Song by The Doors

from the album Morrison Hotel
- Released: February 9, 1970
- Recorded: 1969–1970
- Genre: Rock
- Length: 3:06
- Label: Elektra
- Songwriters: Jim Morrison; Robby Krieger;
- Producer: Paul A. Rothchild

= Ship of Fools (The Doors song) =

"Ship of Fools" is a song written by Jim Morrison and Robby Krieger that was first released on the Doors' 1970 album Morrison Hotel. Live versions also appeared on several of the Doors' live albums.

==Writing and recording==
Krieger described writing the song as follows:
There was a guitar line that I came up with, which I kind of stole from an old blues song that I heard when I was in high school. And Jim, I can't remember whether he just came up with the words right then or if it was a poem he had already done in high school.

Krieger also felt that Morrison was an influenced by the fact that his father was a sailor.

The song was recorded by the Doors' lineup of Morrison on lead vocals, Krieger on guitar, Ray Manzarek on keyboards and John Densmore on drums, supplemented by Ray Neapolitan on bass guitar.

==Lyrics and music==
Allmusic critic Lindsay Planer described "Ship of Fools" as "a poetic musical paradox" with "buoyant syncopated rhythms" whose lyrics occupy "the familiar terrain between creation and demise." Music critic Patricia Kennely described it as "ecology rock". Pop culture writer Tony Thompson also regarded the ecology as one of the songs themes, as well as the "consciousness of the planet" that emanated from the Apollo 11 moon landing. Far Out critic Jordan Potter described it as being about "the battle against capitalism and environmental dominion." Doors' biographer Doug Sundling called it a song that "concisely describes the American trip."

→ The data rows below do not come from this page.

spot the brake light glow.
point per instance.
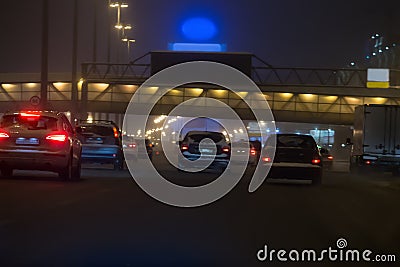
(184, 147)
(29, 116)
(225, 149)
(3, 134)
(316, 161)
(57, 137)
(115, 132)
(266, 159)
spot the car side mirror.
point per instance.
(348, 141)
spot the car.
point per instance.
(190, 150)
(296, 157)
(327, 158)
(101, 143)
(39, 140)
(145, 149)
(130, 148)
(240, 150)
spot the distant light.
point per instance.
(199, 47)
(199, 29)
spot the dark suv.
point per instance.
(39, 140)
(191, 150)
(296, 157)
(101, 143)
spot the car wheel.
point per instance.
(118, 165)
(6, 172)
(76, 171)
(317, 180)
(66, 172)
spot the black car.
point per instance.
(39, 140)
(101, 143)
(296, 157)
(191, 150)
(145, 149)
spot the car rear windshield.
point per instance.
(30, 123)
(296, 141)
(96, 129)
(216, 137)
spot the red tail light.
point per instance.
(226, 149)
(184, 147)
(32, 116)
(57, 137)
(115, 132)
(3, 134)
(316, 161)
(266, 159)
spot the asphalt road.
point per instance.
(106, 219)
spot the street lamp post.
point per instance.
(118, 6)
(123, 27)
(128, 43)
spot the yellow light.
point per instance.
(195, 91)
(8, 86)
(286, 95)
(99, 86)
(352, 100)
(31, 85)
(242, 94)
(308, 97)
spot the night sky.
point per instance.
(290, 33)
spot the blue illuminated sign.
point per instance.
(200, 47)
(199, 29)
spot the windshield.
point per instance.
(30, 123)
(216, 137)
(96, 129)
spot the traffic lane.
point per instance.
(104, 219)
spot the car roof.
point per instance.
(98, 123)
(202, 132)
(48, 113)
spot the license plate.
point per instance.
(27, 141)
(94, 140)
(205, 150)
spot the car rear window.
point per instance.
(216, 137)
(295, 141)
(30, 123)
(97, 130)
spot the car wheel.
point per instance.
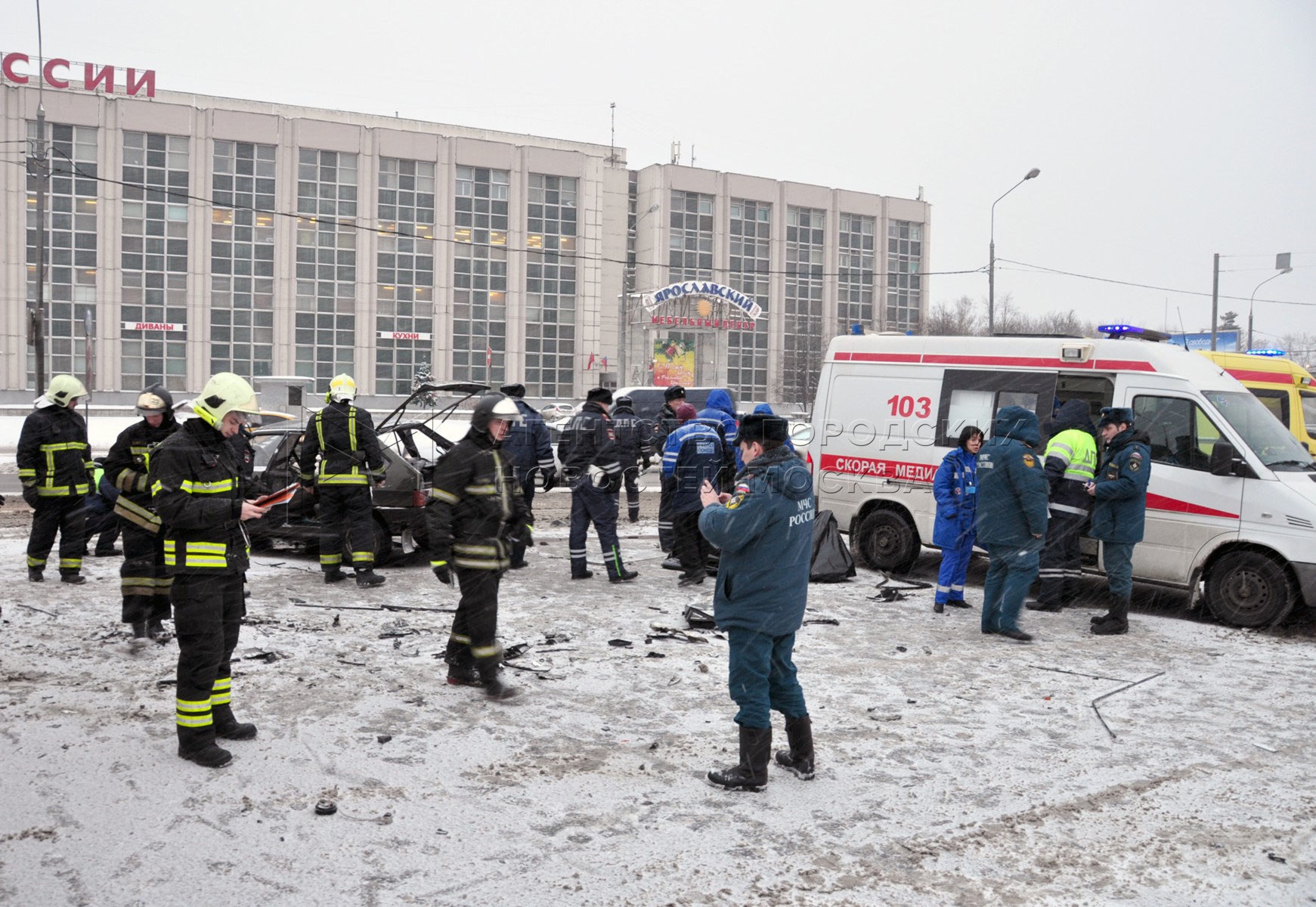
(887, 540)
(1248, 589)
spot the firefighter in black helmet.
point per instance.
(144, 580)
(475, 515)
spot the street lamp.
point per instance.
(1282, 264)
(991, 253)
(628, 290)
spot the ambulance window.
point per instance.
(1182, 435)
(1277, 402)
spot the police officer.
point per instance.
(632, 449)
(1011, 518)
(1120, 495)
(198, 490)
(1070, 465)
(666, 423)
(531, 450)
(144, 580)
(342, 436)
(474, 515)
(55, 472)
(589, 454)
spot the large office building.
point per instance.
(190, 234)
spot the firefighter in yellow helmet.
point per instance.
(55, 470)
(342, 438)
(198, 490)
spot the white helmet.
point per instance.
(225, 392)
(342, 387)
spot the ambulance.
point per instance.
(1282, 385)
(1232, 497)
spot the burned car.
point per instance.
(412, 438)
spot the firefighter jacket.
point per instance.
(127, 468)
(197, 489)
(1072, 460)
(342, 436)
(475, 509)
(1122, 489)
(589, 447)
(53, 454)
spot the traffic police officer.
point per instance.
(342, 436)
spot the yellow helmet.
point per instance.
(63, 390)
(225, 392)
(342, 387)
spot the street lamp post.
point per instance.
(1282, 264)
(991, 253)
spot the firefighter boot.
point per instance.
(198, 745)
(751, 772)
(799, 757)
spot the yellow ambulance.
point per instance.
(1282, 385)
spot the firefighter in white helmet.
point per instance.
(342, 438)
(55, 470)
(198, 490)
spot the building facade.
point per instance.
(190, 234)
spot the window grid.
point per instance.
(404, 273)
(854, 280)
(479, 275)
(751, 262)
(550, 286)
(904, 283)
(243, 259)
(325, 326)
(70, 291)
(803, 303)
(154, 257)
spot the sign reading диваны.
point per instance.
(58, 73)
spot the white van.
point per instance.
(1232, 499)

The first verse has an apocalyptic tone, opening with the lines "The human race was dying out/No one left to scream or shout." The verse also optimistically references the 1969 Apollo 11 moon landing before returning to a pessimistic line that "smog will get you pretty soon."

The second verse references the counterculture of the 1960s and ends with the line "Hope our little world will last." The third verse ends with a Mr. Goodtrips "looking for a new ship", and the singer telling the people to get on board. Mr. Goodtrips has been speculated to be variously Jim Morrison's father, Neil Armstrong, Jerry Garcia or a drug dealer.

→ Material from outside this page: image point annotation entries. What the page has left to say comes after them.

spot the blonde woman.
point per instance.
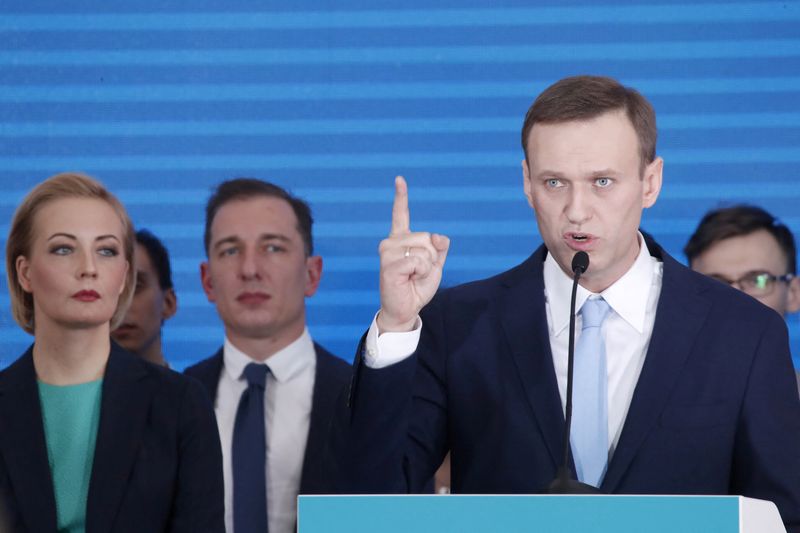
(92, 438)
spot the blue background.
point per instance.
(161, 101)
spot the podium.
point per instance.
(530, 514)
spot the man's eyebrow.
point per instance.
(604, 172)
(60, 234)
(226, 240)
(550, 174)
(277, 236)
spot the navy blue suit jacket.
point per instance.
(331, 377)
(715, 409)
(157, 463)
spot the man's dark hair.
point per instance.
(159, 256)
(737, 221)
(588, 97)
(246, 188)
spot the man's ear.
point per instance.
(313, 274)
(526, 182)
(23, 270)
(170, 304)
(793, 298)
(206, 282)
(652, 178)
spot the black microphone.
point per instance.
(564, 483)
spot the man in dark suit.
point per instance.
(154, 301)
(692, 391)
(748, 248)
(273, 388)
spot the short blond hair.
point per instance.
(20, 237)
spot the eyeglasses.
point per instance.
(756, 283)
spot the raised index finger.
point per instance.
(401, 222)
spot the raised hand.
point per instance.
(411, 267)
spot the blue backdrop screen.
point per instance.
(333, 99)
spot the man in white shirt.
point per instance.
(259, 271)
(696, 384)
(748, 248)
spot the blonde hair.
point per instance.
(20, 237)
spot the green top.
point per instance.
(71, 414)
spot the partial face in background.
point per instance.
(257, 273)
(151, 305)
(76, 266)
(583, 180)
(732, 259)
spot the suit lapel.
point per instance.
(23, 446)
(323, 400)
(123, 415)
(524, 322)
(207, 373)
(680, 315)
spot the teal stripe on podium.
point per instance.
(518, 514)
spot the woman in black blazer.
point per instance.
(93, 439)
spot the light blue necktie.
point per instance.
(590, 399)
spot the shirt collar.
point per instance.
(627, 296)
(283, 364)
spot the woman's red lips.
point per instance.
(86, 296)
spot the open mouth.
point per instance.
(580, 241)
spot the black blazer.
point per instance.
(715, 409)
(331, 377)
(157, 463)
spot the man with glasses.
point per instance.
(749, 249)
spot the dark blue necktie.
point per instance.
(250, 455)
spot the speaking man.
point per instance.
(273, 387)
(683, 386)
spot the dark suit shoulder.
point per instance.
(209, 364)
(332, 365)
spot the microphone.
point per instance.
(564, 483)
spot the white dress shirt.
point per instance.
(287, 413)
(633, 300)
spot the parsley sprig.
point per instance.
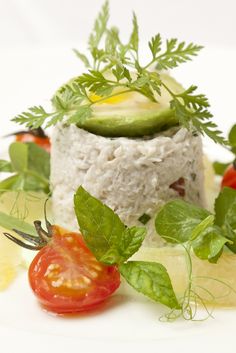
(114, 68)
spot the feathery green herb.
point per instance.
(114, 68)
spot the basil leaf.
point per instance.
(197, 231)
(10, 222)
(104, 233)
(177, 219)
(128, 244)
(152, 280)
(223, 204)
(18, 153)
(232, 136)
(210, 244)
(14, 182)
(220, 168)
(5, 166)
(225, 215)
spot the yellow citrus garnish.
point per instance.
(112, 100)
(10, 260)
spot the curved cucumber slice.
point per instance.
(130, 125)
(134, 115)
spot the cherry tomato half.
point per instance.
(229, 178)
(67, 278)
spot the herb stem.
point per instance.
(37, 176)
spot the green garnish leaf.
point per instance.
(177, 220)
(5, 166)
(152, 280)
(232, 136)
(220, 168)
(104, 233)
(176, 53)
(82, 57)
(209, 244)
(144, 218)
(110, 65)
(18, 153)
(14, 182)
(181, 222)
(225, 211)
(10, 222)
(134, 39)
(223, 204)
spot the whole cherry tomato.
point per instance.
(64, 275)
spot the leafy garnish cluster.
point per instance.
(113, 243)
(114, 68)
(178, 222)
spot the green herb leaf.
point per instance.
(152, 280)
(82, 57)
(177, 220)
(5, 166)
(10, 223)
(18, 153)
(232, 136)
(176, 53)
(210, 244)
(223, 204)
(14, 182)
(155, 45)
(225, 209)
(106, 236)
(109, 55)
(201, 227)
(100, 26)
(134, 39)
(220, 168)
(38, 160)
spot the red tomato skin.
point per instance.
(75, 263)
(229, 178)
(43, 142)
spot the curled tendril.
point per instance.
(191, 299)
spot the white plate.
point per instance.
(127, 322)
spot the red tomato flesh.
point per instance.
(67, 278)
(229, 178)
(43, 142)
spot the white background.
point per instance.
(62, 22)
(36, 37)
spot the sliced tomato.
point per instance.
(43, 142)
(229, 178)
(67, 278)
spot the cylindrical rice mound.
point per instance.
(133, 176)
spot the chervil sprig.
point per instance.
(114, 68)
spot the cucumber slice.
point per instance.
(130, 125)
(135, 115)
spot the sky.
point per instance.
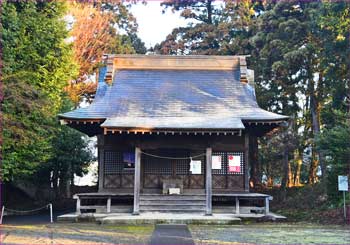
(154, 26)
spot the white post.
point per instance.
(51, 216)
(78, 205)
(237, 205)
(344, 206)
(109, 204)
(267, 206)
(2, 214)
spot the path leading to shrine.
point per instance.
(88, 233)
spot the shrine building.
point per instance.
(173, 133)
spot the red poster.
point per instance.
(234, 164)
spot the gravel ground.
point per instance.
(88, 233)
(271, 234)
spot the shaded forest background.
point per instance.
(300, 51)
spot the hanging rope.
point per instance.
(172, 158)
(26, 211)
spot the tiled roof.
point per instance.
(174, 99)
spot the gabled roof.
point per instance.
(174, 98)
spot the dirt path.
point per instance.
(84, 233)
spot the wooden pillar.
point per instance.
(137, 181)
(267, 205)
(246, 159)
(78, 206)
(208, 182)
(100, 157)
(109, 202)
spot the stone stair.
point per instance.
(172, 203)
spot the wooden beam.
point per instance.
(246, 161)
(137, 181)
(208, 182)
(100, 157)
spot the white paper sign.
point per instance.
(216, 162)
(234, 163)
(343, 183)
(196, 167)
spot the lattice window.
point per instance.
(182, 167)
(224, 163)
(157, 165)
(113, 162)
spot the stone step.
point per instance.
(173, 202)
(171, 209)
(172, 205)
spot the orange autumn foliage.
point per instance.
(91, 34)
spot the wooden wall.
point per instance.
(179, 145)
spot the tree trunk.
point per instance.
(290, 176)
(255, 173)
(317, 158)
(209, 9)
(299, 161)
(285, 177)
(269, 181)
(68, 181)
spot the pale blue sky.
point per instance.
(154, 26)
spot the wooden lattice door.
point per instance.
(156, 170)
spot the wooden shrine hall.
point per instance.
(173, 133)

The music opens with what Planer describes as a "tight, jazzy percolating riff" before shifting to a 2/4 beat for the start of the vocals. Thompson felt that the opening riff is similar to that of Ray Charles' "What'd I Say". There is also a musical interlude between the second and third verses. Thompson commented on the "interesting, almost Prog-like interplay" between Manzarek, Krieger an Neapolitan throughout the song. Allmusic critic Thom Jurek said that the song "contains shifting time signatures that cross jazz, R&B, and pop."

The title of the song came from Katherine Anne Porter's 1962 novel Ship of Fools, which was a book about a sea voyage that serves as "a metaphor for the rise of fascism."

==Reception==
Classic Rock critic Mick Wall felt "Ship of Fools" was one of the lesser songs on Morrison Hotel, stating that it was "yet another variant on the riff to 'Break On Through (To the Other Side)', which could, equally, have turned up on either of the first two Doors albums. Cleveland Press critic Bruno Bornino considered it his favorite song from side 1 of Morrison Hotel due to the fact that "Morrison goes through a lot of changes". Wichita Beacon critic Little John considered it to be a basic song but with "some nice lyrics" and one of the few songs on Morrison Hotel that retains Morrison's mystique from earlier Doors albums.

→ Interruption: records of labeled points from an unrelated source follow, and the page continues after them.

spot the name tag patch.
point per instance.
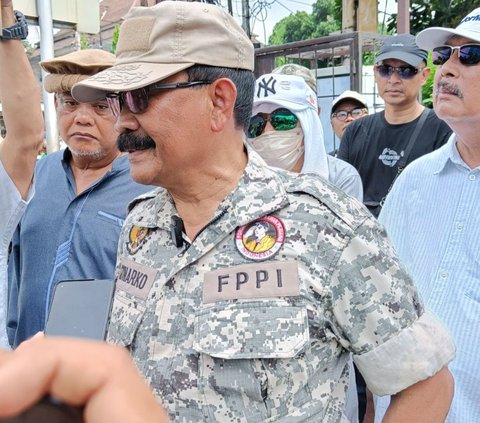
(134, 278)
(256, 280)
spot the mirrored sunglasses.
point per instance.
(137, 100)
(343, 114)
(468, 54)
(405, 72)
(281, 120)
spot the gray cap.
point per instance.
(469, 27)
(402, 47)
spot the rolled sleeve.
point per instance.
(414, 354)
(380, 318)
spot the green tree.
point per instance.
(115, 35)
(427, 13)
(325, 18)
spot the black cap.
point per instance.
(402, 47)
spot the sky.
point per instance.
(272, 11)
(275, 10)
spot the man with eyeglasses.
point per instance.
(380, 145)
(432, 212)
(222, 331)
(286, 131)
(70, 228)
(347, 107)
(18, 150)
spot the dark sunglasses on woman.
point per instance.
(468, 54)
(281, 119)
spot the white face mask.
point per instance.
(280, 148)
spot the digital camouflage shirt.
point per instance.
(225, 332)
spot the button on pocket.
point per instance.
(125, 319)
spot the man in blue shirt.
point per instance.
(70, 229)
(432, 215)
(18, 151)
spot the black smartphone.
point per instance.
(48, 410)
(80, 308)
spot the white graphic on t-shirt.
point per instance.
(389, 157)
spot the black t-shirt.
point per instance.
(374, 147)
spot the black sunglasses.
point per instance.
(343, 114)
(137, 100)
(281, 120)
(468, 54)
(405, 72)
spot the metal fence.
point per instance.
(339, 62)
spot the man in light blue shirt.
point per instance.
(432, 212)
(18, 151)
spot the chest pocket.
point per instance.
(251, 329)
(251, 343)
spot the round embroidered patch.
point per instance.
(137, 237)
(260, 239)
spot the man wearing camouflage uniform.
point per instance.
(225, 332)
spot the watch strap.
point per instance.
(18, 31)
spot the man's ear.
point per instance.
(223, 94)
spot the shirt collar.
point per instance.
(449, 153)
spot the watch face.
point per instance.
(18, 31)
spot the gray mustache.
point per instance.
(129, 142)
(449, 88)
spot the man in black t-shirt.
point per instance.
(375, 144)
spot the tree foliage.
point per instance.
(326, 17)
(427, 13)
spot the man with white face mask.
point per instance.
(286, 131)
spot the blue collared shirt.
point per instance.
(432, 216)
(11, 209)
(64, 235)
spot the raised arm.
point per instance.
(20, 97)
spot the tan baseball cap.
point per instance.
(159, 41)
(65, 71)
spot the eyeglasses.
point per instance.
(343, 114)
(137, 100)
(70, 105)
(468, 54)
(405, 72)
(281, 120)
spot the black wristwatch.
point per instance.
(18, 31)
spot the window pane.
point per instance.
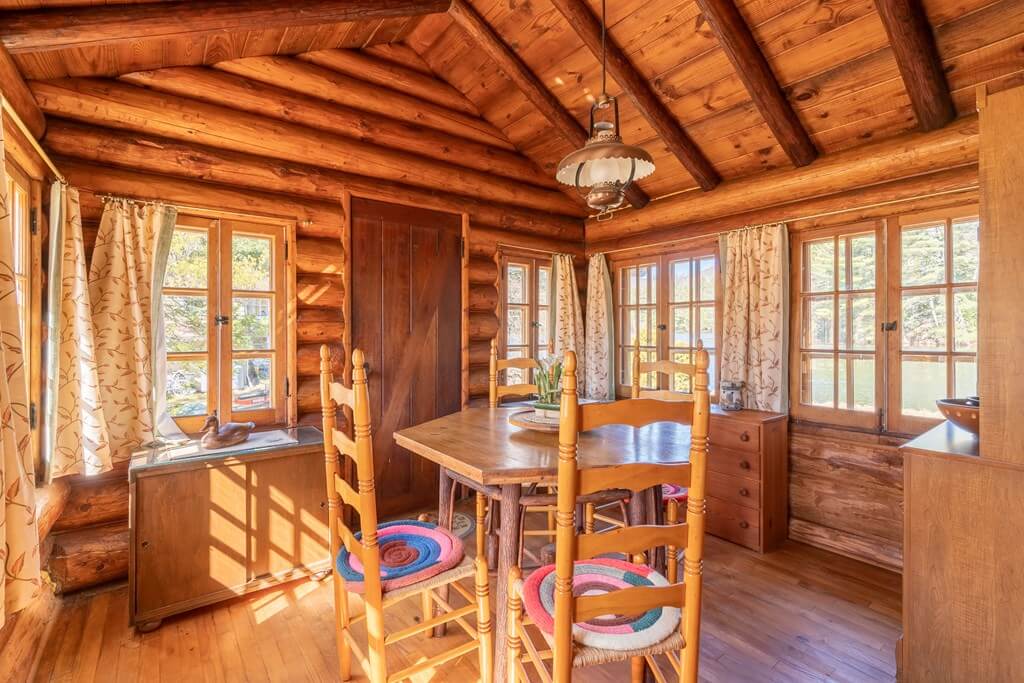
(186, 262)
(924, 381)
(187, 382)
(856, 322)
(818, 323)
(185, 323)
(856, 382)
(966, 321)
(517, 284)
(680, 281)
(818, 380)
(924, 322)
(707, 279)
(819, 260)
(251, 324)
(966, 251)
(924, 255)
(965, 378)
(251, 384)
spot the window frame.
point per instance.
(219, 352)
(836, 416)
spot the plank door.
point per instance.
(407, 315)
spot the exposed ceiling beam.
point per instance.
(61, 27)
(737, 41)
(588, 27)
(520, 75)
(913, 44)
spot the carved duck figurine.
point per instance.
(216, 435)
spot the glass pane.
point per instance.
(186, 262)
(856, 322)
(681, 327)
(819, 265)
(818, 322)
(251, 384)
(965, 378)
(187, 382)
(923, 253)
(924, 322)
(856, 382)
(251, 263)
(185, 323)
(516, 330)
(680, 281)
(966, 321)
(516, 284)
(818, 380)
(707, 276)
(251, 324)
(966, 251)
(923, 381)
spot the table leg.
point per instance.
(507, 549)
(445, 512)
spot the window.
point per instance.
(526, 302)
(224, 298)
(668, 312)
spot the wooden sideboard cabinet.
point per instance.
(207, 528)
(748, 478)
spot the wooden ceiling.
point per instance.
(838, 82)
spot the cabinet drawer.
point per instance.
(733, 522)
(734, 434)
(735, 463)
(738, 491)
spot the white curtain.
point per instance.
(755, 313)
(600, 331)
(18, 534)
(75, 436)
(567, 329)
(125, 282)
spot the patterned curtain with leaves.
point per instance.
(755, 313)
(600, 331)
(124, 286)
(567, 314)
(76, 438)
(18, 535)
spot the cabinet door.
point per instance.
(190, 536)
(288, 514)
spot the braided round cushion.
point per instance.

"Ship of Fools" was included on the Doors' 1972 compilation album Weird Scenes Inside the Gold Mine.

==Live versions==
"Ship of Fools" was often played live at Doors' concerts during the 1970s. In live performances, the instrumental interlude between the second and third verses was often extended jazzy improvisations. Live concert renditions appear on several Doors albums, including The Doors: Box Set, Live in Detroit, Live in New York, Live in Philadelphia '70, Live in Boston and Live at the Isle of Wight Festival 1970.